Video coding in MPAI
In the last 40 years, many efforts have been made to reduce the bitrate required to store and transmit a video signal of ever-growing quality in terms of resolution, dynamic range and colour. These results have been obtained using traditional data processing technologies. However, the advent of Artificial Intelligence (AI) technologies promises to reach even more ambitious targets.
Therefore, it should not be unexpected that one of the first MPAI activities has been the efficient representation of video information using AI technologies and that today MPAI has not one but two video coding groups. Both seek to improve compression: the first – called AI-Enhanced Video Coding (MPAI-EVC) – adds AI technologies to a traditional video compression scheme, and the second – called End-to-End Video Coding (MPAI-EEV) – seeks to optimise a fully AI-based scheme.
This MPAI Newsletter describes the activities of the two groups, their approaches, the results obtained so far, but is also a proof that the MPAI process of defining not just the functional, but also the commercial requirements before the start of the standardisation process is not just a nice idea but also one that can be implemented in practice.
It is important to note that MPAI opens the early phases of its projects – currently fully online – to non-members. If you wish to join one or both projects, please send an email to the MPAI Secretariat.
AI- Enhanced Video Coding – MPAI-EVC
Existing video coding standards rely on a clever combination of multiple encoding tools, each bringing its own contribution to the overall codec performance. The Enhanced Video Coding project (EVC) aims to leverage recent advances in the field of AI to replace or enhance specific video coding tools. The MPEG-5 EVC codec has been chosen as the starting point since its baseline profile includes only technologies dated from more than 20 years ago. So far, two tools have been investigated, namely the intra prediction and the super-resolution tools, as shown in the figure.
Traditional hybrid coding scheme with two AI tools.

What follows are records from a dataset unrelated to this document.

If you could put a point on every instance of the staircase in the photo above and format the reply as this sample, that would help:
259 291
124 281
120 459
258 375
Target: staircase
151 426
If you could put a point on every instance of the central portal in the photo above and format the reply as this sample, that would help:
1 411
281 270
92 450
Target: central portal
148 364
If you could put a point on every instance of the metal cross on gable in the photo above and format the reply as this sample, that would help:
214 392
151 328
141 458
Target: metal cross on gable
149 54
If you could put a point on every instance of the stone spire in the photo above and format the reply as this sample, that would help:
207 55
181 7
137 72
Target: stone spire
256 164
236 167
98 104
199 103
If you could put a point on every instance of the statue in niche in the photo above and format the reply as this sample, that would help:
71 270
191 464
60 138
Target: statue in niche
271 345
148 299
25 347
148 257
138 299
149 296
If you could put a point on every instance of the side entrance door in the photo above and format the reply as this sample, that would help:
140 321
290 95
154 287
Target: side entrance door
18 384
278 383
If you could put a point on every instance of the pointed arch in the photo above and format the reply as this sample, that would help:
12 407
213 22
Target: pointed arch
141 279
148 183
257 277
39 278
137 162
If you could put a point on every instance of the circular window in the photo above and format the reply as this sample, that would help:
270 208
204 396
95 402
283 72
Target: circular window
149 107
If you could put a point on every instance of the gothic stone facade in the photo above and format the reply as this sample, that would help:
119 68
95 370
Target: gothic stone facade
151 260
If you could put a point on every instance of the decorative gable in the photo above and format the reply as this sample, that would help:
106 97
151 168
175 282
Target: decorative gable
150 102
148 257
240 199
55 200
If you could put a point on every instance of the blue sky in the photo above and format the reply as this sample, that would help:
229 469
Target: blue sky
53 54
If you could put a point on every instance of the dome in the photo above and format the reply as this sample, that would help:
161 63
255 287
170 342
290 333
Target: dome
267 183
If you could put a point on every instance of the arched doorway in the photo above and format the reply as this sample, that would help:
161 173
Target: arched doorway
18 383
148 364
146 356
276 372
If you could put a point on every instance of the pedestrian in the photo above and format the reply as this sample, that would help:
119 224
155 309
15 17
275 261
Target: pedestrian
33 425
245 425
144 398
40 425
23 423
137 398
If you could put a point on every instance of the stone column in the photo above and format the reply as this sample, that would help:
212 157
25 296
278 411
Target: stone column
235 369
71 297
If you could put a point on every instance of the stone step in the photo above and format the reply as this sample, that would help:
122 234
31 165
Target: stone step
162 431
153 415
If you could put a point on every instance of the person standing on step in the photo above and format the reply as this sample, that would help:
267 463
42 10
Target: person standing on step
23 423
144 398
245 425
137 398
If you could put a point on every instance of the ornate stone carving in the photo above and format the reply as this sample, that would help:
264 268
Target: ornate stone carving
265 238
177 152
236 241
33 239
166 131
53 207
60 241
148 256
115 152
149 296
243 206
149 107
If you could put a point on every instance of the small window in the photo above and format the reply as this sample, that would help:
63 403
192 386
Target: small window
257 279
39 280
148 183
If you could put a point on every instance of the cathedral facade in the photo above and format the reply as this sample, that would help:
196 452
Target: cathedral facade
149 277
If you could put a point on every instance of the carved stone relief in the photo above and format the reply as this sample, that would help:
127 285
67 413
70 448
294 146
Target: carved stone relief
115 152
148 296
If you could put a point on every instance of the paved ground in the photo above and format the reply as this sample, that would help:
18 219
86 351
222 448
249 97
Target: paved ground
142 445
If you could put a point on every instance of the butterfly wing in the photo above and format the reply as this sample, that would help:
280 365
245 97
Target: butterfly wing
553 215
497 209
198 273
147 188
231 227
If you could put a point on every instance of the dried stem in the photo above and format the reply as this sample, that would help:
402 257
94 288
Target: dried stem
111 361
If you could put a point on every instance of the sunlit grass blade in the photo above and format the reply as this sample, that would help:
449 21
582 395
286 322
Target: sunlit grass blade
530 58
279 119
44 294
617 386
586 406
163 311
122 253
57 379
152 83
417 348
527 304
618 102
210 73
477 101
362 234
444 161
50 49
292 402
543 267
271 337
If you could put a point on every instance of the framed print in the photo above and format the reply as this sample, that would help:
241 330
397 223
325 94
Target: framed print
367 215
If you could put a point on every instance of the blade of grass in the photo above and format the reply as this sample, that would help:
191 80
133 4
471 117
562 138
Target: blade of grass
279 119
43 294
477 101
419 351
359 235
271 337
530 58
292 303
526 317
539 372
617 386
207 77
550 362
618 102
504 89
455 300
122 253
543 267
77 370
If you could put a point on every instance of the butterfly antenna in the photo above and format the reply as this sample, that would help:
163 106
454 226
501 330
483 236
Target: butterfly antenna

The first tool investigated is the intra prediction tool integrated as a learnable “intra predictor” into the EVC encoder. The MPEG-5 EVC base profile offers 5 intra prediction modes: DC, horizontal, vertical and two diagonal modes. The problem of predicting a Coding Unit (CU) content from its context is addressed as an image inpainting problem, i.e., the recovery of image pixels that are unavailable such as occluded pixels. The learned predictor was implemented in the EVC baseline encoder by replacing the DC predictor with the learned predictor, thus ensuring that the bitstream stays decodable. Experiments over the standard JVET sequences show BD-Rate savings in excess of 10% and BD-PSNR improvements above 0.5 dB for some video sequences, and BD-Rate savings in excess of 5% and BD-PSNR improvements above 0.3 dB over the JVET classes from A to F. A visual inspection of the decoded sequences shows that the learned intra predictor causes no perceivable artefacts. Further gains would be possible if, rather than replacing the DC mode, the learned intra-predictor is put in competition with the other 5 modes. Moreover, the addition of smaller images and computer-generated pictures to the training set would boost the performance of these classes of content.
The second tool investigated is a super-resolution tool as a learned up-sampling filter outside the encoding loop. The Densely Residual Laplacian Network (DRLN) was selected among several state-of-the-art learning-based super-resolution approaches because it provided the best performance. The network was trained over a dataset where the initial 2000 4K images from the Kaggle dataset were resized to HD (1920×1080) and SD (960×540) resolutions. The training consisted in recovering the original full-resolution images. Tests were performed by first encoding the 4K sequences (Crowd Run, Ducks Take Off and Park Joy) over their down-sampled HD and SD counterparts, then by encoding the HD sequences (Rush Hour and four proprietary sequences Diego and the Owl, Rome 1, Rome 2 and Talk Show) over their SD counterparts. The decoded sequences were then up-sampled back to their original resolution and proper BD-Rate and BD-PSNR numbers were calculated. The results of the experiments showed an average BD-rate gain of -3.14% for the test sequences.
In conclusion:
- Good results have been obtained from the learnable intra-predictor and further gains can be expected when it is put into competition with the other 5 EVC intra predictors and if the network is trained to also account for contents below 720p and computer-generated pictures.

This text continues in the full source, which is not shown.